If I go buy a MacBook today, I heard that I can upgrade to Leopard at a later date for 9.95. Would this mean I would have to take the MB in to the store for them to do it, or would they give me the install disks? Also, is Mac similar to Windows in that they have "full" and "upgrade" editions of OSes?

If I will have to just do an upgrade on top of Tiger, I want to just try to hold off until it comes pre-installed.......although my crappy HP laptop is dying...the bottom 1/3 of the screen is not working, lol.
 
All retail installer discs are full versions of OS X. You'll get the discs in the mail.

I'd wait as long as possible as well.
 
Waiting May Also Garner You A New Model Soon

MacBook needs to go Santa Rosa and better Integrated Graphics (IG) really soon so I would wait to see that happen before I bought a new MacBook. It may be announced as soon as next week - certainly by mid November. :)

Santa Rosa will let the MacBook see and use all 4GB of a pair of 2GB ram sticks instead of only 3GB in the current models. Completes the 64-bitness package. The next IG chip X3100 (I think it's called) will be much better than the current one. Since MacBooks don't have dedicated graphics cards inside to keep the price low, they rely on what Intel provides on the motherboard which shares ram from the main ram rather than having it's own ram.
 
Santa Rosa and IG

Multi-Media:

I am kinda green when it comes to some of the more technical terminology. Could you explain what "Santa Rosa" and "IG" are and how the current macbooks are not as good as they could be if these changes are made? I am eager to buy a macbook and am fine waiting for these changes, I just want to have a better understanding of what I am waiting for :)

Thanks!

-Aric
 
MacBook needs to go Santa Rosa and better IG really soon

But the only other benefit of Santa Rosa than better 3D graphics is 4GB RAM support. I got bitten by this a while back when I ordered 4GB for a pre-Santa Rosa Thinkpad and only 3GB showed up in the OS. But if the OP will only need 2GB (or maybe 1+2=3GB at single channel, or doesn't mind wasting 1GB with 4GB---possibly, as prices drop), than the only other reason to wait is want for sexiness.
 
4GB Is Better Than 3GB When You Start MultiTasking

But the only other benefit of Santa Rosa than better 3D graphics is 4GB RAM support. I got bitten by this a while back when I ordered 4GB for a pre-Santa Rosa Thinkpad and only 3GB showed up in the OS. But if the OP will only need 2GB (or maybe 1+2=3GB at single channel, or doesn't mind wasting 1GB with 4GB---possibly, as prices drop), than the only other reason to wait is want for sexiness.
Although 3GB may seem like enough, 4GB will be happily available when you need it. Why buy now when the 4GB capable model is literally only weeks away? I know in my case 4GB is really not enough. But for mobile computing, it's the top for now.

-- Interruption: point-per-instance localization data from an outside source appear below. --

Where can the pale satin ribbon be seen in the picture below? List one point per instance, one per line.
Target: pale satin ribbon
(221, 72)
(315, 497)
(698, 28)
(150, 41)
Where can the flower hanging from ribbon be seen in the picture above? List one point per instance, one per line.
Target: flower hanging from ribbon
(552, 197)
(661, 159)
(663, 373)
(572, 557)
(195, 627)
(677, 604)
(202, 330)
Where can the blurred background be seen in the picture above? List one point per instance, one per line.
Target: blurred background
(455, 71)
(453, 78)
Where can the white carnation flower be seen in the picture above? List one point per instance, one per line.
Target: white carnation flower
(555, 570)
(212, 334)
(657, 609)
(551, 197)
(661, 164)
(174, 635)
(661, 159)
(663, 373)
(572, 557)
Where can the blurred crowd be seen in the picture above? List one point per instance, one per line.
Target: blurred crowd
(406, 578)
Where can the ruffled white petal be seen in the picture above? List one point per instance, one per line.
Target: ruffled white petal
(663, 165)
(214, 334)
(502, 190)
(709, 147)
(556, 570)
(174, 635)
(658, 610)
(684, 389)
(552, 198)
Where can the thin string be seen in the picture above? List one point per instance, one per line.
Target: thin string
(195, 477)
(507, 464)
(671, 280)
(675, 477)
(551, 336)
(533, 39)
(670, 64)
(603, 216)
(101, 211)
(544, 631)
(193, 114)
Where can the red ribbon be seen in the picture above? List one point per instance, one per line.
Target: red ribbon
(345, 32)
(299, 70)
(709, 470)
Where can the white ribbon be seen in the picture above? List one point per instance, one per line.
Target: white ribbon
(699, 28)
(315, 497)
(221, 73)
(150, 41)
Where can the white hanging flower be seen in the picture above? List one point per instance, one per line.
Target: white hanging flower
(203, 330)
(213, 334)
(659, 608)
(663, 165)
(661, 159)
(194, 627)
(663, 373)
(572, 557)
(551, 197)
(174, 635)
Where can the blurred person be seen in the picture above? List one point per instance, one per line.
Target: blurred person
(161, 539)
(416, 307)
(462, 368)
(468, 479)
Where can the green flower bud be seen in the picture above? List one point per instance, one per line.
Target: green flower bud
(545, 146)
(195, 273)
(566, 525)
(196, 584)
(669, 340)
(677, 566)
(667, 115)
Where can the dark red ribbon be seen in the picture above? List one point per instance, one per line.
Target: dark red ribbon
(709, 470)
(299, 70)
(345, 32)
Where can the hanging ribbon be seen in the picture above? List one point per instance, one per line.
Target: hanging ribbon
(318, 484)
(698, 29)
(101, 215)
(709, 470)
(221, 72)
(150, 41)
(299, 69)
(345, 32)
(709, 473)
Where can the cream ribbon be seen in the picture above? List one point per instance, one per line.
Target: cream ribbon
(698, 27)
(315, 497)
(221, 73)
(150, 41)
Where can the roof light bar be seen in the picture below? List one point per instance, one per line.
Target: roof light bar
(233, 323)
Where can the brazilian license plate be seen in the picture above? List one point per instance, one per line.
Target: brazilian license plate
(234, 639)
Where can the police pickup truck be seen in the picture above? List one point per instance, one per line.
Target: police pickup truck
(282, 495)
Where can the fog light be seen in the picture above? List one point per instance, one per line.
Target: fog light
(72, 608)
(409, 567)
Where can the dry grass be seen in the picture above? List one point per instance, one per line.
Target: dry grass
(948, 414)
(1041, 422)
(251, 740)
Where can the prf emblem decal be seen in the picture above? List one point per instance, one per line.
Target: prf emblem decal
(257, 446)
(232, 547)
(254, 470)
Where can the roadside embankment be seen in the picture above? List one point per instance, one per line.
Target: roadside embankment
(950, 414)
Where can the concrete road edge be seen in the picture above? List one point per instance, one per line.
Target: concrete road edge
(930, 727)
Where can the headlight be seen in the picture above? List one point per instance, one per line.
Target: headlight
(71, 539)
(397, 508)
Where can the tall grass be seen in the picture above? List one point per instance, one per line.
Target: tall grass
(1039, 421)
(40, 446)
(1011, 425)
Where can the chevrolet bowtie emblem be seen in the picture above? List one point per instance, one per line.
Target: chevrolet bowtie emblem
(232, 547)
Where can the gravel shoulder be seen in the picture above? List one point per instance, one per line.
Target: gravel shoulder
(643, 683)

FYI The price of a pair of 2GB sticks has dropped to $150 on sales now.
 
Multi-Media:

I am kinda green when it comes to some of the more technical terminology. Could you explain what "Santa Rosa" and "IG" are and how the current macbooks are not as good as they could be if these changes are made? I am eager to buy a macbook and am fine waiting for these changes, I just want to have a better understanding of what I am waiting for :)

Thanks!

-Aric

If you don't know what they are, you probably don't need them.